At Least 48 Killed in Russia Plane Crash

By Nikolai Pavlov

IRKUTSK, Russia (Reuters) - Rescuers digging through charred and frozen rubble Sunday found the remains of 48 people killed when a huge military cargo plane crashed into an apartment building in the Siberian town of Irkutsk.

Emergencies Minister Sergei Shoigu told reporters at the scene that some people were still unaccounted for and up to 62 people may have been killed in Saturday's crash.

Shoigu said workers battling temperatures as low as minus 13 degrees Fahrenheit had found the data recording equipment from the Antonov-124 early Sunday.

"We have found the black boxes and they are now on their way to Moscow," he said.

The cause of the crash, which set ablaze several buildings including an orphanage where two children were killed, was not immediately known.

But Interfax news agency quoted sources in Irkutsk, about 3,000 miles east of Moscow, as saying the crew had managed to get out information that two engines had failed just before the aircraft crashed soon after takeoff.

Rescue officials said workers had recovered 42 bodies and the partial remains of six other victims. Fifteen people had been taken to hospital in Irkutsk, a city of 650,000 people five time zones east of Moscow and just north of Mongolia.

Two of the wounded were treated and released, although a five-year-old boy was in critical condition and two women had serious injuries, said Colonel Yevgeny Kozlov, a duty emergency ministry officer.

Workers were still looking for survivors but it was unlikely anyone could have endured such conditions overnight.

"The worst prognosis is that 62 people are dead. This is a preliminary figure," Shoigu said.

An air traffic control official said the Antonov-124, one of the world's largest planes with a wing span a third larger than a jumbo jet, was carrying two Sukhoi-27 fighter planes.

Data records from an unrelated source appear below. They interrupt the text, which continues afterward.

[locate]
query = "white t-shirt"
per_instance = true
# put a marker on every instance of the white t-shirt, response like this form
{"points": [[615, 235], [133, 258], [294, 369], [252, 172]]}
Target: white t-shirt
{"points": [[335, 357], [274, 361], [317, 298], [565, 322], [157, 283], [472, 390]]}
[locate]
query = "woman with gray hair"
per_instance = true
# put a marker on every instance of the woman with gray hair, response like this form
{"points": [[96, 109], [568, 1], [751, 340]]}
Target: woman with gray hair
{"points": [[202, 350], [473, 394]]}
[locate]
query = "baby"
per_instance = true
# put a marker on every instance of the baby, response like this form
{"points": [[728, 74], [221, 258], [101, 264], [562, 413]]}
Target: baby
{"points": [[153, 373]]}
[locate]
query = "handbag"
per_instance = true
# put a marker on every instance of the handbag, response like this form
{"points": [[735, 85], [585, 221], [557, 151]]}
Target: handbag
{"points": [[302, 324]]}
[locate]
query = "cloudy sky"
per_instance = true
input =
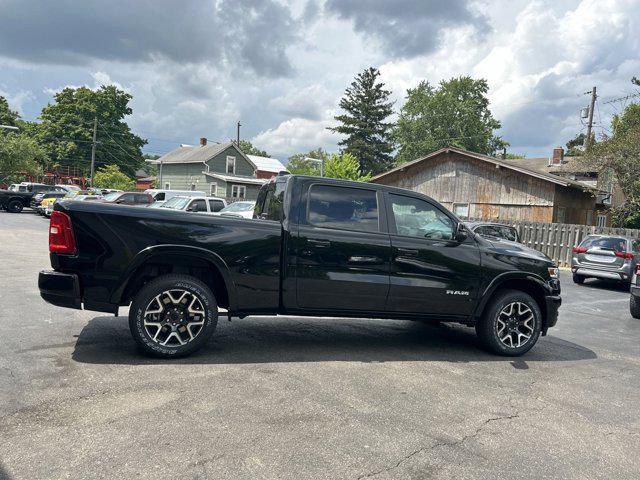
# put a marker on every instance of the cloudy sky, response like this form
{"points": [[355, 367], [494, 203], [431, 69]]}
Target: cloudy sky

Sergei Bogdanov, head of the Irkutsk Aviation Complex which produced the fighters and ran the airport from which the flight left, said the jet was en route to Vietnam to deliver them.

The apartment building hit by the plane housed 106 people. The aircraft just missed the nearby orphanage but its deputy director, Liana Letarnikova, said two children died and five were hurt in the ensuing fire.

She said about 150 children had been evacuated, along with over 300 other people.

Local officials said the death toll could have been far higher if the town's gas supply had not been coincidentally cut off shortly before the crash.

Dwarfing everything at the crash scene was the smudged white tailplane of the aircraft, decorated with a red star, lodged in the side and roof of the building. The rest of the aircraft's vast fuselage appeared to have disintegrated or burned.

The apartment building was covered with ice after firefighters poured water over it for hours before putting out a blaze that started when the plane crashed into the block.

About 1,600 rescue workers were involved in the search and rescue operation.

Russian Prime Minister Viktor Chernomyrdin visited the crash site after arriving Sunday morning to head an investigation. He said the government would allocate funds to build a new orphanage and apartments lost in the disaster.

Russian Orthodox Church Patriarch Alexiy II said he was praying for the dead and their relatives and sent his condolences over the crash, which occurred just days after 67 coalminers were killed in a pit disaster in western Siberia.

In Irkutsk, one person said neighbors helped a 16-year-old girl escape safely from an apartment close to where the plane struck. Others watched in horror as the plane come down.

"I looked outside and saw the plane descending, leaning to one side, getting lower and lower. Then I heard this 'drrrk' sound and I wondered what's happening? Why isn't it going up?" said an elderly woman who witnessed the disaster.

"I felt a shudder go through me and I felt awful. Then I heard a bang and all my doors and windows blew open."

Military prosecutors have launched a routine criminal investigation into why the plane crashed.

The Antonov-124, with a total weight of 340 tonnes, was carrying 110 tons of aviation fuel. Russian media said it was 11 years old. A defense ministry spokesman said Russia had grounded Antonov-124s until the cause of the accident was known.